Jornal de Angola

Um tributo a Kota Seba

- Edna Cauxeiro

Senhor Sebastião era o contínuo da Escola nº 1604, também conhecida por Defesa Civil, na rua de Loulé, do antigo Bairro Popular, hoje baptizado com o nome do malogrado nacionalis­ta Neves Adão Bendinha.

Quem viveu ou estudou naquela rua, certamente lembrar-se-á da figura do também conhecido por Kota Seba. Um mais velho baixinho, carrancudo, antipático e mal humorado, cuja missão de cuidar da escola e vigiar os pequenos estudantes era, constantem­ente, sabotada pelas crianças.

Não raras vezes, Kota Seba tinha de, constantem­ente, voltar a varrer a escola, cujo quintal era composto por árvores de frutos e borracheir­as, que atraíam as crianças até nos períodos em que não havia aulas.

O contínuo, sempre que visse o seu trabalho de limpeza desfeito, castigava as crianças. Kota Seba disparatav­a as mães dos petizes, enrolava-lhes as orelhas, obrigava os meninos a varrer e apanhar o lixo e, caso estes conseguiss­em fugir, corria no encalço dos pequenos pelas ruas vizinhas. Quem fosse apanhado levava chicotes e/ou bofetadas. No grupo de crianças insurrecta­s, composto por rapazes e raparigas de várias idades, estava a cronista. Pequena, mimada, chorona e cheia de medo de Kota Seba, apenas seguia os amiguinhos para brincar, e apanhava alguns figos que os rapazes, entre os quais o seu irmão mais velho, deixavam cair, abanando os galhos das árvores.

Temia ser capturada por Kota Seba. Não queria levar chicotadas ou bofetadas. As crianças, reconhecen­do o seu erro, nem se atreviam a queixar-se aos pais. Aliás, os progenitor­es sabiam que Kota Seba era tranquilo, desde que não interferis­sem na sua actividade laboral. Felizmente a cronista nunca foi apanhada. Kota Seba preferia alcançar os meninos mais crescidos, que trepavam nas árvores e sujavam o quintal da escola.

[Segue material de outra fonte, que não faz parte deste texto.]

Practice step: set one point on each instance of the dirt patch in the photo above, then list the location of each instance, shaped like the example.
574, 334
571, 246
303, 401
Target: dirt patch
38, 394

É o caso de um menino, encontrado, certa vez, a abanar os galhos de uma figueira. Os companheir­os de traquinice­s fugiram, levando alguns figos, sem ter tempo de alertá-lo sobre a presença de Kota

Seba, que o esperou, por horas, debaixo da árvore.

O velho sabia que, caso escalasse a figueira, o menino saltaria para o chão e fugiria. Aguardou-o pacienteme­nte até que, cansado e com fome, o menino desceu.

No chão esperava-o o contínuo, munido de um chicote e de uma mão poderosa, na hora de desferir bofetadas.

O petiz foi fisicament­e responsabi­lizado. De esquebra, varreu e apanhou o lixo de todo o quintal da escola.

Fruto da indiscipli­na das crianças, não se lhe podiam dirigir palavras. A resposta de Kota Seba era sempre mal humorada. A cronista presenciou, na infância, uma menina da sua rua a tentar pedir informaçõe­s ao contínuo. Kota

Seba não facilitou o diálogo.

“Bom dia senhor guarda”. Sem responder à saudação, o mais velho disse que não era guarda. “Contínuo”, disse a menina. “Não sou contínuo”, respondeu. “Então Kota Seba”, insistiu a pequena. Ao que este respondeu: “Eu sou o senhor Sebastião e não falo com crianças. Traga os teus pais para falarem comigo. E foraaaaa jáaaaaaa daqui!”, ameaçou, aos gritos.

A menina, temendo ser castigada, desaparece­u da vista do Sr. Sebastião. Ela, a cronista e outras crianças só pararam de correr quando já estavam a uns cem metros da escola. O coração, pelo menos o da autora do texto, estava aos pulos. Ao longo dos anos em que trabalhou naquela escola, onde a dona dessas linhas estudou da primeira à quarta classe, pouco se soube da vida do discreto e inacessíve­l Kota Seba.

Anos mais tarde, por curiosidad­e, a cronista perguntou ao irmão e companheir­o de traquinice­s, pelo mais velho carrancudo que lhe marcou a infância.

Kota Seba desenvolve­u um quadro de demência e faleceu doente. Lamentou, desejando que as traquinice­s das crianças da rua de Loulé não tivessem contribuíd­o para o desgaste da saúde do contínuo.

Apesar de tudo, o senhor Sebastião era um kota de bom coração. Só não permitia que as crianças o desrespeit­assem, e ao seu trabalho.

Kota Seba, onde quer que estejas, que a sua alma descanse em paz!